“Open Data and Satellite Technologies: opportunities for journalists involved in agrarian and land topics” was held in Kyiv.
Remote land sensing. Ukraine is significantly behind other countries, particularly the EU, regarding crop productivity and profitability of the agrarian sector. The main causes include ignoring climatic features and soil condition, insufficient state policy for supporting agricultural producers, and crop rotation violations causing soil depletion. In the EU countries and North America, such problems are resolved through satellite monitoring.
This technology is affordable – cosmic imagery can be found free of charge in open access. They are updated every 5-6 days and provide a large amount of instant and dynamic (if relevant observations are kept) information – on deforestation, areas of various crops, actual use of state land, commercial development of conservation areas, directions of growing agglomerations, air condition, climatic changes, number of harvests per year, state of irrigation systems, location of fires, frost injuries of winter crops, etc., and crop forecasts.
At present, satellite monitoring is being used in Ukraine by commercial institutions only. For the needs of public institutions, it was first piloted under the World Bank and EU Program “Supporting Transparent Land Governance in Ukraine”. The methodology for this technology is being drafted to be further proposed to the government.
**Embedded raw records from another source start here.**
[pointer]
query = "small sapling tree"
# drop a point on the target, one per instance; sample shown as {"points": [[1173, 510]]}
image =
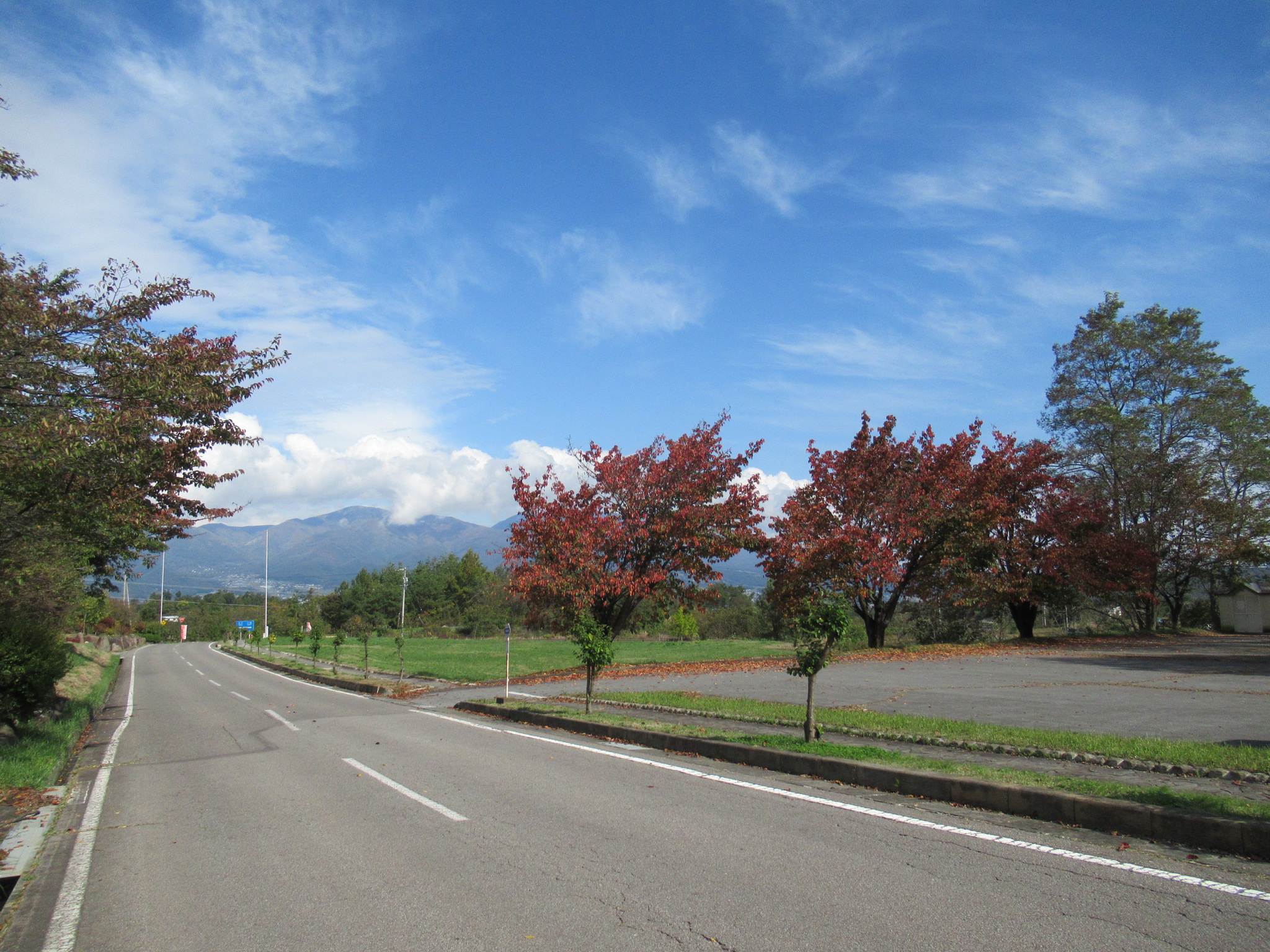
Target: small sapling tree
{"points": [[596, 650], [815, 633], [685, 625], [362, 633], [337, 641]]}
Open data use. There are several official open data bases in Ukraine. They allow any person to independently analyze the situation in the land governance and agrarian sector. The Land Governance Monitoring, created under the World Bank Project, is the most comprehensive database on land relations. Sixty-five indicators, systematized by rubrics, can be used by journalists to prepare publications, create diagrams and infographics.
Efficient land governance. Improving land governance efficiency in Ukraine is a pre-condition for economic growth. The land reform is directed at (1) land market operability (which includes launch of agricultural land market, implementation of financial tools, and enhancement of credit support mechanisms), (2) efficient Land Cadastre and Registry of property rights for real estate, (3) establishing institutional basis (in particular, a unified land governance system), (4) transparent and improved service delivery, and (5) improved state land governance and decentralization.
The components and progress of the Program “Supporting Transparent Land Governance in Ukraine” were presented.